The largest increases are likely to come from Saudi Arabia and UAE with the latter’s Al-Hosn gas plant– completed last year — being more fully utilised once cuts are unwound.
Non-OPEC member Qatar will continue to surge its LNG-driven production this year, but greater associated LPG volumes will be unleashed in 2026 with the expected North Field East expansion.

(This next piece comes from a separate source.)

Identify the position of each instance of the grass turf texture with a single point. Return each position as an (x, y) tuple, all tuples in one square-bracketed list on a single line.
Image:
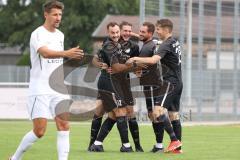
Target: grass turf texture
[(199, 143)]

Some of the region’s export increases will be tempered by Iran, given the ongoing “maximum pressure” measures by the US in an attempt to drive the country’s crude exports to zero. As expected, these measures have slowed, but not stopped, Iran’s LPG exports. Vortexa preliminary data shows Iran’s February LPG exports at 269 kbd, down by 49 kbd m-o-m with all sendout heading to China. China’s continued willingness to take heavily discounted Iranian barrels, despite the Shandong Port Group’s ban, is quite evident as the province’s February LPG imports from Iran was up by 15 kbd m-o-m at 51 kbd. Our market soundings indicate these bargain-basement barrels are in hot demand as Chinese PDH margins continue to languish below the $150/t breakeven levels, according to our in-house forward margins calculations.

Year-on-year change in Middle East (excl. Iran) LPG exports by origin country (kbd)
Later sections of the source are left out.